Reputation: 2067
I am trying to add custom functions into the tm_map
function of the package tm
however it converts the data into a different format where I cannot continue from.
For example I use
library(tm)
library(qdapRegex)
docs <- data.frame(doc_id = c("doc_1", "doc_2"),
text = c("This is a text. With some more text, www.yahoo.com", "This another one. with some different text www.google.com"),
dmeta1 = 1:2, dmeta2 = letters[1:2],
stringsAsFactors = FALSE)
docs = VCorpus(DataframeSource(docs))
content(docs[[1]])
docs <- tm_map(docs, content_transformer(tolower)) # This Works fine
content(docs[[1]])
nchar_rm <- function(x){
gsub(" *\\b[[:alpha:]]{1,2}\\b *", " ", x)
} # Custom function to remove characters less than 2
docs <- tm_map(docs, nchar_rm) # implement custom function
content(docs[[1]]) # returns an error.
Error:
Error in UseMethod("content", x) :
no applicable method for 'content' applied to an object of class "character"
Also with the function docs <- tm_map(docs, rm_url)
using the rm_url
from the qdapRegex
package returns an error.
Upvotes: 0
Views: 320
Reputation: 388982
Use content_transformer
in the same way
library(tm)
docs <- tm_map(docs, content_transformer(nchar_rm))
content(docs[[1]])
#[1] "This text.
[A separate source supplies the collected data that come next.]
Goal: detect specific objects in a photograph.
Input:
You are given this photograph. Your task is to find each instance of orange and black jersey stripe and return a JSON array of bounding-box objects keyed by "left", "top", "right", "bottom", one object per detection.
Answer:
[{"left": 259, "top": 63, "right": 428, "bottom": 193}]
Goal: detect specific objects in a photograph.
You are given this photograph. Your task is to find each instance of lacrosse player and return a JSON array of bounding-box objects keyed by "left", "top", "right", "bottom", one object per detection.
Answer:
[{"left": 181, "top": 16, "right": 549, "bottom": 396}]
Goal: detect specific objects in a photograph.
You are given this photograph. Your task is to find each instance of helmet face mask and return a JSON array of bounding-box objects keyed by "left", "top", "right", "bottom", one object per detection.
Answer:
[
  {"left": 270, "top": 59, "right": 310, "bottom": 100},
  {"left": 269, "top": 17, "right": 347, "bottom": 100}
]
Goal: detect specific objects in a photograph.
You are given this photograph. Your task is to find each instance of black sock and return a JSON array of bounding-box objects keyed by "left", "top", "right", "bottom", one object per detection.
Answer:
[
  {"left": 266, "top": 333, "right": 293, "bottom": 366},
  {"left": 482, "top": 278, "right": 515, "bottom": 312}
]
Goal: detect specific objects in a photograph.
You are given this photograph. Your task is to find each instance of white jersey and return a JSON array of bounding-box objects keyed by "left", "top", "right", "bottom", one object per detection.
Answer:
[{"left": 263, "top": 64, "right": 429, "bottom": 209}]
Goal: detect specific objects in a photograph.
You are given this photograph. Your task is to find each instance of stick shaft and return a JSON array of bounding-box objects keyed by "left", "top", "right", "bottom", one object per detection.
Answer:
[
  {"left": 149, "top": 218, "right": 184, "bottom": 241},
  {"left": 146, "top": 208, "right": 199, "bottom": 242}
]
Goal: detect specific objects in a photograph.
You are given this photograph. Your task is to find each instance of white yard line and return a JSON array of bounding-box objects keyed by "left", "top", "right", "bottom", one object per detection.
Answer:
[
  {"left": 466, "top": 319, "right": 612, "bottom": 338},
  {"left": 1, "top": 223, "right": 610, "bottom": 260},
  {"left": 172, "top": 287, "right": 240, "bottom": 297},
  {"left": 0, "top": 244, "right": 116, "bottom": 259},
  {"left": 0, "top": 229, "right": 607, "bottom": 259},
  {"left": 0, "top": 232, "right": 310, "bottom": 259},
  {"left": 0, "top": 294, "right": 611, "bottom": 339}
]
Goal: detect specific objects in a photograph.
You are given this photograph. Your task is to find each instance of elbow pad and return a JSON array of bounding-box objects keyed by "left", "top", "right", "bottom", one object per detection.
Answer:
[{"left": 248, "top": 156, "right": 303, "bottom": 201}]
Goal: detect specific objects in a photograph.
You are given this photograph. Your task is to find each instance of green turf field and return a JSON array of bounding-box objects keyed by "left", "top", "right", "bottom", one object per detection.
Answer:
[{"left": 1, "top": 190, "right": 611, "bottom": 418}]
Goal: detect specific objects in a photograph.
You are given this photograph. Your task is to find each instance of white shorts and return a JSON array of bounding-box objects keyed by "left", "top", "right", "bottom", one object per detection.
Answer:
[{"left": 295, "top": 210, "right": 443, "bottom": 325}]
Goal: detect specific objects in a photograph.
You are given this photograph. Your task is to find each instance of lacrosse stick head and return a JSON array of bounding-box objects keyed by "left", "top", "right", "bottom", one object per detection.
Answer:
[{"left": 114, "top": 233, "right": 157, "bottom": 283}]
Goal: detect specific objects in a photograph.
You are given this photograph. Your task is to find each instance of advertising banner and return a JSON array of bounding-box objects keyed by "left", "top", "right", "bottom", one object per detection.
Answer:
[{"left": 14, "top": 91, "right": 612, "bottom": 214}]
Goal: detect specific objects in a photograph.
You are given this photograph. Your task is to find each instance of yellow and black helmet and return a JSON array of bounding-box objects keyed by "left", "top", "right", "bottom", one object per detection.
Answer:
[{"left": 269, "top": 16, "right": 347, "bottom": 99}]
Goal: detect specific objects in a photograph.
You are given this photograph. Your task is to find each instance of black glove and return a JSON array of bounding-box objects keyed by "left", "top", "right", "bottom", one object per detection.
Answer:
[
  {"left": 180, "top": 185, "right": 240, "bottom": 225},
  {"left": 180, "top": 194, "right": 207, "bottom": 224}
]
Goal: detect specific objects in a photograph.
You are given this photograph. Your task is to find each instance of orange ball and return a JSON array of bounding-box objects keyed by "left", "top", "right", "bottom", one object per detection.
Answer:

With some more text, www.yahoo.com"
It will also work with rm_url
library(qdapRegex)
docs <- tm_map(docs, content_transformer(rm_url))
content(docs[[1]])
#[1] "This is a text. With some more text,"
However, you might be aware you can do this without using tm
function at all using lapply
/sapply
/map
etc.
lapply(docs$text, rm_url)
lapply(docs$text, nchar_rm)
Upvotes: 2